Jeff (jeef) | 14 comments Mod
I found this rather straightforward book on Semiotics called "Semiotics for Beginners" in case anyone is interested in reading/discussing the finer points.

http://www.aber.ac.uk/media/Documents...


message 2: by Ryan (new)

Ryan | 7 comments Mod
I found Barthes to be the most interesting and relevant in semiotics, but I'm by no means well-read in this field. Derrida was interesting, but the ultimate worth of his writing is undecidable.


message 3: by Jeff (new)

Jeff (jeef) | 14 comments Mod
I have Eco's "A Theory of Semiotics" right now, but I'm still trying to finish up 1000 Plateaus and might want a break from philosophy before tackling it. I've heard that his book is more readable/accessible than most. The above link reads more like a textbook than anything, and I've only got a few pages in.

I'll have to add Barthes' Mythologies to my list. Derrida I will get to some day as well.

In the opening pages of "semiotics for beginners" the author discusses how looking at the world in this way bestows upon the critical thinker the power of the critique. I am hoping that this foray into the relative unknown will shed some light on this statement.


message 4: by Ryan (new)

Ryan | 7 comments Mod
I just picked up Barthes' "The Pleasure of the Text" and I'll probably start reading it when I'm done with Bucky Fuller. I don't know how relevant it is to semiotics, but knowing Barthes it will at least be generally in the field.


message 5: by Jeff (new)

Jeff (jeef) | 14 comments Mod
I'm halfway through Eco's "A Theory of Semiotics" and it's a really well written, well organized read, though it is slightly boring me in the details.
His general message seems to be that ideas that we try to represent in words are culturally generated, and are also interpreted/decoded using similar cultural filters.
The book is broken down into developing a theory of codes and a theory of sign production. He touches upon information theory, of which I have read a few of the books he references from my undergrad engineering studies. I found this to be somewhat surprising, and am inspired by the breadth of Eco's intellect. He also references a lot of authors I would like to get my hands on... Hjelmslev, Wittgenstein, Levi-Strauss, Pierce, Saussere, etc.

His work "Semiotics and the Philosophy of Language" is said to be more pertinent to studies of grammar and artificial intelligence, which might interest some breeders.

I recommend "The Name of The Rose", which is one of his works of fiction to anyone. It was a really well written, interesting and fun book. It's about monks and a library.


message 6: by Mr (new)

Mr Duck | 6 comments Mod
I've totally read 'The Name of the Rose'. Book straight up ruled. I have another book of his too, but what is this semiotics stuff all about.
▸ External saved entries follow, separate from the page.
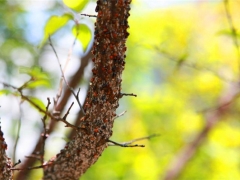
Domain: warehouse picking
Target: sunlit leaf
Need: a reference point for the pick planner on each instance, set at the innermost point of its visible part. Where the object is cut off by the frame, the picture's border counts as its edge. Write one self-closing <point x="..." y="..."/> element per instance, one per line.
<point x="83" y="34"/>
<point x="38" y="77"/>
<point x="53" y="24"/>
<point x="76" y="5"/>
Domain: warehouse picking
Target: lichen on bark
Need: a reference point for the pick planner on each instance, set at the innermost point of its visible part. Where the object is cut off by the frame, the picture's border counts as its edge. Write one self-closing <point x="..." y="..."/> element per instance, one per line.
<point x="104" y="93"/>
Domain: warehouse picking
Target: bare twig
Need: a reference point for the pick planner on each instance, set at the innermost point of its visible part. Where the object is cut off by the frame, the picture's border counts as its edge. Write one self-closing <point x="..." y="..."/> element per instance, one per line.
<point x="18" y="133"/>
<point x="73" y="83"/>
<point x="130" y="143"/>
<point x="30" y="168"/>
<point x="62" y="72"/>
<point x="234" y="31"/>
<point x="41" y="110"/>
<point x="19" y="161"/>
<point x="44" y="134"/>
<point x="88" y="15"/>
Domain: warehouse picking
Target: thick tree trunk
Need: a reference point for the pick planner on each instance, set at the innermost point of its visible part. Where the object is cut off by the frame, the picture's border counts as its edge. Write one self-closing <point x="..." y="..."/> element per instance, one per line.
<point x="103" y="95"/>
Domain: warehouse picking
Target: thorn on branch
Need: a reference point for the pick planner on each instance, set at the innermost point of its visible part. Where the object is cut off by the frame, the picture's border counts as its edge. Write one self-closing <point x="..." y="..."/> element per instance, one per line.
<point x="119" y="115"/>
<point x="126" y="94"/>
<point x="129" y="143"/>
<point x="88" y="15"/>
<point x="62" y="72"/>
<point x="124" y="144"/>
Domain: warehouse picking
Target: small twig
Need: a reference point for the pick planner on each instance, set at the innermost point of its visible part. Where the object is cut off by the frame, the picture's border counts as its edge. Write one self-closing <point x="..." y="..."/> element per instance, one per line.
<point x="33" y="156"/>
<point x="41" y="110"/>
<point x="65" y="117"/>
<point x="18" y="133"/>
<point x="129" y="143"/>
<point x="124" y="144"/>
<point x="126" y="94"/>
<point x="119" y="115"/>
<point x="234" y="31"/>
<point x="44" y="135"/>
<point x="88" y="15"/>
<point x="30" y="168"/>
<point x="19" y="161"/>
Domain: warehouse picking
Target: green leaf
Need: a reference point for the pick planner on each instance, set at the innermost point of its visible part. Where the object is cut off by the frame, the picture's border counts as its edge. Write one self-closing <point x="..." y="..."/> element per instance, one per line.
<point x="38" y="77"/>
<point x="76" y="5"/>
<point x="53" y="24"/>
<point x="83" y="34"/>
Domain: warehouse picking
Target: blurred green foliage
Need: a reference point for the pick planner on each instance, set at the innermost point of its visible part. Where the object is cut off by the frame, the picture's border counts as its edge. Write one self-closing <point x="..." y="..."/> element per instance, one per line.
<point x="180" y="59"/>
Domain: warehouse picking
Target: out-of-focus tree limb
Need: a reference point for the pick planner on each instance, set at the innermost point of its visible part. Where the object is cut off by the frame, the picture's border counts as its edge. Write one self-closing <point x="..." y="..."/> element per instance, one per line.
<point x="212" y="117"/>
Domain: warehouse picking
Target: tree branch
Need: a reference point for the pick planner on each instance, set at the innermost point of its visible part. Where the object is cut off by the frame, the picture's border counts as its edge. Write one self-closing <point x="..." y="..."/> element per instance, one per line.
<point x="212" y="117"/>
<point x="102" y="98"/>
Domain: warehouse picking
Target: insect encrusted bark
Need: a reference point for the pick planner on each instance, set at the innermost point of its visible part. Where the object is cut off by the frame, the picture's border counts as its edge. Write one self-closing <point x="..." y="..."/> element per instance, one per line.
<point x="103" y="96"/>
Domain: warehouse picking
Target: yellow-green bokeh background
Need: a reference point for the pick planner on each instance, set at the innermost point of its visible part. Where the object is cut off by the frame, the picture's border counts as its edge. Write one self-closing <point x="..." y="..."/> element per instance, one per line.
<point x="180" y="60"/>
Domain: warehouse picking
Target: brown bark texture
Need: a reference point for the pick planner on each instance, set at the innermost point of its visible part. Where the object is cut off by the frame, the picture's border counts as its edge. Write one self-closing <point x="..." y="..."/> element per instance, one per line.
<point x="102" y="99"/>
<point x="5" y="162"/>
<point x="29" y="162"/>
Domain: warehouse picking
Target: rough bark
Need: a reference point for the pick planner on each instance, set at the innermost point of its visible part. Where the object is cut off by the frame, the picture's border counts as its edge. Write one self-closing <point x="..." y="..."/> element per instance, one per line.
<point x="104" y="93"/>
<point x="29" y="162"/>
<point x="5" y="162"/>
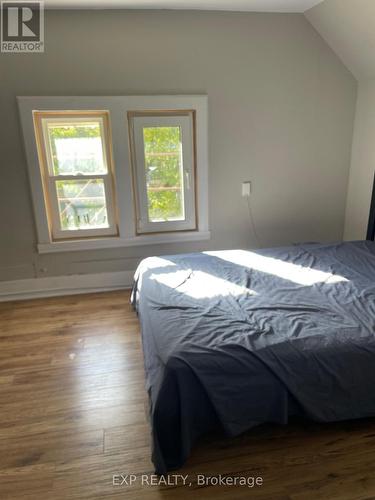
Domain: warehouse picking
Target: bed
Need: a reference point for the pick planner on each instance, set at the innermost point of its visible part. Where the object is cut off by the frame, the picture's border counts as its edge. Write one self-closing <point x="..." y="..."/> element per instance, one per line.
<point x="236" y="338"/>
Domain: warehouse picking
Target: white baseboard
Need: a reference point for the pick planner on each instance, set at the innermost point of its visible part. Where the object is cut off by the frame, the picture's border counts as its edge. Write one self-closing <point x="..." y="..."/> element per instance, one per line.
<point x="64" y="285"/>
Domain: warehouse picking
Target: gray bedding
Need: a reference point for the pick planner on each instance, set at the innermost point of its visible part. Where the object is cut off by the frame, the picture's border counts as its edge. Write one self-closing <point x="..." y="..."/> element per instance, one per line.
<point x="236" y="338"/>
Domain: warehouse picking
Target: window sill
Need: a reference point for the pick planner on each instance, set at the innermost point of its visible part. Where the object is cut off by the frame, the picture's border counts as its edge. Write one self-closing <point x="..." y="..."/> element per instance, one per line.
<point x="101" y="243"/>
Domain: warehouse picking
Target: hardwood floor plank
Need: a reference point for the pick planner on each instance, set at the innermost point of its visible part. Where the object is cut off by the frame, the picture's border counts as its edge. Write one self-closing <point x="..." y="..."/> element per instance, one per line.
<point x="74" y="413"/>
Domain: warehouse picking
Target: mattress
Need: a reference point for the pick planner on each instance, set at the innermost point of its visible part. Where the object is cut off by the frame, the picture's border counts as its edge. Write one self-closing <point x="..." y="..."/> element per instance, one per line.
<point x="236" y="338"/>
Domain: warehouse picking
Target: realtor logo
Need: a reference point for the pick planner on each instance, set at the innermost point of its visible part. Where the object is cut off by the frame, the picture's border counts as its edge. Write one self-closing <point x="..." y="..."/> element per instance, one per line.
<point x="22" y="26"/>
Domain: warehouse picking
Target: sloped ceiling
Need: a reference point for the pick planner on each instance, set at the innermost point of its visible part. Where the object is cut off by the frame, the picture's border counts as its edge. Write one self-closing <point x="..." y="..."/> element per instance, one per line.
<point x="234" y="5"/>
<point x="348" y="26"/>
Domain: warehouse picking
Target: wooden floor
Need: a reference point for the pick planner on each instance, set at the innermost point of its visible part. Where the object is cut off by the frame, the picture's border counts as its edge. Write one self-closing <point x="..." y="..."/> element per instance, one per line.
<point x="73" y="414"/>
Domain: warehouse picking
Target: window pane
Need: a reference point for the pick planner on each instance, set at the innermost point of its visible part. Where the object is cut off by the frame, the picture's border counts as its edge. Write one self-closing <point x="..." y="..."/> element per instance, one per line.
<point x="76" y="148"/>
<point x="82" y="204"/>
<point x="164" y="173"/>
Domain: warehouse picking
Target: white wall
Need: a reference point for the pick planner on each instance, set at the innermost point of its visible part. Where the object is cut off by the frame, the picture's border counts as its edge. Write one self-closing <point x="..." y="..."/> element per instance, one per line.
<point x="362" y="165"/>
<point x="281" y="107"/>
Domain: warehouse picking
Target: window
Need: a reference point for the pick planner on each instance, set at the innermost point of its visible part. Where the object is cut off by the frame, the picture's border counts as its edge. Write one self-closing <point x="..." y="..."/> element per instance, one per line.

Is this a theory about the world, or some philosophy, or science, or just people taking their own literature too seriously / out of proportion?

Please call your mother at least once per month.


message 7: by Jeff (new)

Jeff (jeef) | 14 comments Mod
You've read some chomsky. You know what linguistics is about. It's like linguistics, but there is a certain animosity between the fields. Semiotics claims to be a more generalized form of linguistics. It is is a field that attempts to describe the exchange of ideas. Apparently we exchange ideas via signs and language is a limited, though quite rich aspect of this process. Umberto Eco argues that "culture" is a system of coding and recoding of ideas and contexts, and any aspect can be studied as a system of signs.